C’est tout naturellement que me revint à la bouche la fin de la Chanson de Roland quand j’annonçai la fermeture dudit Centre de recherches. Non par inflation verbale, mais simplement parce que, quarante ans après l’avoir fondé, il me semblait nécessaire de le clore par un acte volontaire, en lui épargnant une déchéance dont il ne se relèverait plus. D’autres que moi, s’appuyant sur ses productions, conteront la geste de ce centre. Pour ma part, je voudrais ici m’arrêter sur le dernier moment, celui où j’ai dit « ça suffit ! »

En cherchant dans mes archives, celles du moins qui sont restées chez moi, puisque la plus grande partie en est désormais à l’IMEC, je me suis rendu compte qu’aucun arrêté administratif du président de l’université (encore moins du Ministère) n’avait enregistré sa création en 1971 (il s’agissait alors de Raymond Las Vergnas). J’en conclus, par conséquent, qu’il est inutile qu’aucune instance prenne la responsabilité de déclarer officiellement la cessation de ses activités à la date du 31 décembre 2012.

Mais, me dira-t-on, pourquoi teniez-vous à liquider cet institut de recherche, si l’on peut s’exprimer ainsi ?

Voici : depuis que j’ai pris officiellement ma retraite, le 1 er octobre 2003, ni l’UFR de Langue et littérature françaises et latines de Paris III, ni les conseils de l’université, ni sa présidente, n’ont trouvé le moyen de pourvoir à mon remplacement par un enseignant-chercheur de rang magistral susceptible de prendre la relève. Plus, divers maîtres de conférences qui œuvraient dans l’équipe sont eux aussi partis en retraite ou dans une autre université ou encore en congé de longue durée sans être davantage remplacés de façon à maintenir un minimum des activités caractérisant ce centre. D’année en année, il a été de plus en plus exsangue, au point qu’à la date de ma décision, il ne comptait plus qu’un seul titulaire.
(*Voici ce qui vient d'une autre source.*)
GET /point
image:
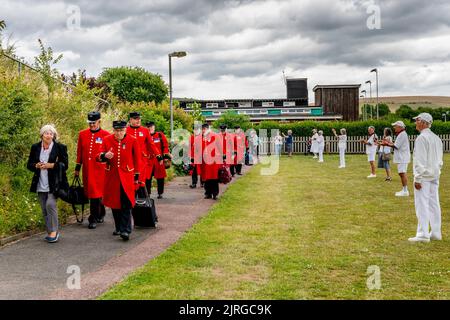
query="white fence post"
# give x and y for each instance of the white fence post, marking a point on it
(354, 145)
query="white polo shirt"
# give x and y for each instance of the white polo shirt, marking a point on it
(371, 146)
(428, 157)
(402, 152)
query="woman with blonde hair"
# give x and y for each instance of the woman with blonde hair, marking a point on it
(47, 159)
(342, 145)
(314, 145)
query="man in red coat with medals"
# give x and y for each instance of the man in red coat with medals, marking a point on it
(196, 156)
(157, 168)
(122, 155)
(89, 145)
(240, 147)
(211, 161)
(146, 144)
(227, 142)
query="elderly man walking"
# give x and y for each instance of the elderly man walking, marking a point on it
(402, 155)
(427, 163)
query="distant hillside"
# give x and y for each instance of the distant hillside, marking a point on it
(413, 101)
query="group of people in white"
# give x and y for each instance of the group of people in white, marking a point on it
(427, 164)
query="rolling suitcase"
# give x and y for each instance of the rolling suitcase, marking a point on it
(144, 211)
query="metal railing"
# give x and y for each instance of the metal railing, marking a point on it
(354, 145)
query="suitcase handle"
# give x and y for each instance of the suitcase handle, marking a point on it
(139, 200)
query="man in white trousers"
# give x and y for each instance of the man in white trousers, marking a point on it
(371, 150)
(427, 163)
(320, 145)
(402, 155)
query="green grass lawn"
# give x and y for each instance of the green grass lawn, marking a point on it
(309, 232)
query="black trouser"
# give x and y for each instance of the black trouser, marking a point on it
(211, 187)
(194, 176)
(159, 182)
(236, 168)
(97, 210)
(122, 217)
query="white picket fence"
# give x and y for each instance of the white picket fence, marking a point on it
(354, 145)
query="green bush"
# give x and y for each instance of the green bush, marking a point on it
(134, 84)
(18, 119)
(232, 119)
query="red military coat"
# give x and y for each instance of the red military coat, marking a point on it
(147, 148)
(212, 158)
(120, 170)
(161, 144)
(240, 145)
(196, 151)
(88, 147)
(227, 148)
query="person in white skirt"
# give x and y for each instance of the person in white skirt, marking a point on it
(402, 155)
(342, 146)
(314, 145)
(320, 145)
(427, 164)
(371, 150)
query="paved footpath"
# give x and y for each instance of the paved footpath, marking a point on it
(34, 269)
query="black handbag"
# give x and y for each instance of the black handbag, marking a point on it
(61, 183)
(75, 196)
(144, 211)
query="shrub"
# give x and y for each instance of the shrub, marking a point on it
(134, 84)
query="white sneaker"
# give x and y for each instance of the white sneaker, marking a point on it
(418, 239)
(434, 237)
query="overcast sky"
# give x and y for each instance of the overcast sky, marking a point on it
(238, 49)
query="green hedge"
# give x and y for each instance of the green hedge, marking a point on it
(356, 128)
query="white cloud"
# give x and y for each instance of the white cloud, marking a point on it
(239, 48)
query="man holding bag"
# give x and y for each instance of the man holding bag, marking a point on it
(90, 142)
(122, 155)
(157, 166)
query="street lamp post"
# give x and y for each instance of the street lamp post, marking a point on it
(444, 115)
(177, 54)
(364, 108)
(365, 98)
(376, 72)
(370, 89)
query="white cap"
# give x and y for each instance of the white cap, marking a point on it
(399, 124)
(424, 117)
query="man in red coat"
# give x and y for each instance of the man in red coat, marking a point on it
(196, 157)
(240, 147)
(122, 155)
(227, 142)
(147, 147)
(157, 168)
(89, 145)
(211, 161)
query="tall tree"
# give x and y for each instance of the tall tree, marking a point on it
(45, 63)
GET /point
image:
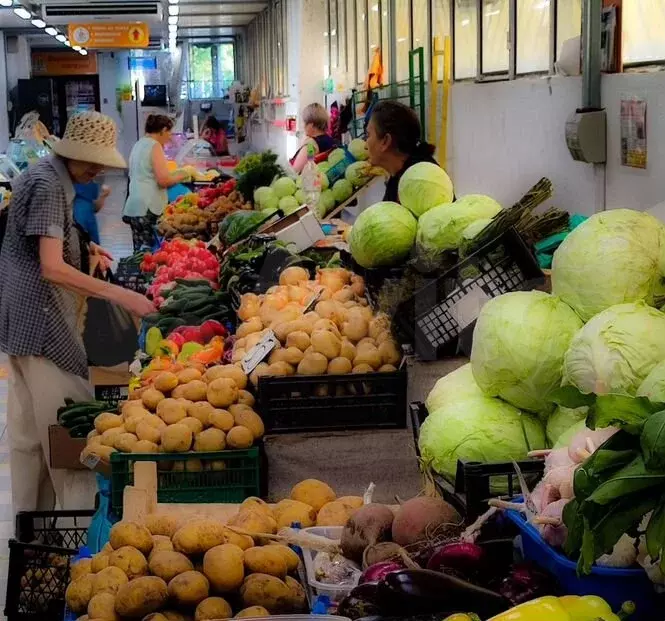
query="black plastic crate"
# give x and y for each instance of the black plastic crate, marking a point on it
(309, 403)
(37, 578)
(446, 309)
(472, 489)
(62, 529)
J’accuse les divers conseils de l’université de n’avoir ni pu, ni voulu, pérenniser un centre de recherche de valeur nationale et de réputation internationale, par défaut de vision et par manque de responsabilité.

Ce n’est pas faute d’avoir averti les instances dirigeantes, ni d’avoir attiré l’attention sur les besoins de la recherche en ce domaine. J’ai même poussé l’abnégation (puisque chacun sait que cette qualification n’offre aucun avantage, ni matériel ni même symbolique) jusqu’à solliciter par trois fois le titre de professeur émérite, ce qui laissait largement le temps de nommer un remplaçant. Mieux même, ayant à régler un conflit interne, le Conseil scientifique de Paris III a envisagé de prendre des dispositions contre l’éméritat, évidemment contraires à la loi. Il a fallu que je les menace d’un recours en tribunal administratif pour que ces fantoches soient remis à leur place.

Soyons clairs : il n’y a plus désormais, en France, de centre de recherche universitaire chargé de coordonner et de mener l’investigation dans le domaine du surréalisme, considéré comme un ensemble, alliant à la fois la création littéraire et artistique, la philosophie, l’histoire des idées, l’expression en toutes langues.

À qui la faute ?

Aux instances dirigeantes du CNRS qui, trop préoccupées de leur propre survie, se sont même réjouies de voir disparaître une unité propre (le GDR que j’avais réussi à maintenir pendant quatre ans), ce qui leur permettait de montrer qu’elles étaient capables de se réformer puisqu’elles fermaient une unité, au programme clairement déterminé, au profit d’un ensemble flou.

Aux instances dirigeantes de l’université Paris III, je l’ai dit, qui n’ont même pas levé le petit doigt en apprenant ma décision.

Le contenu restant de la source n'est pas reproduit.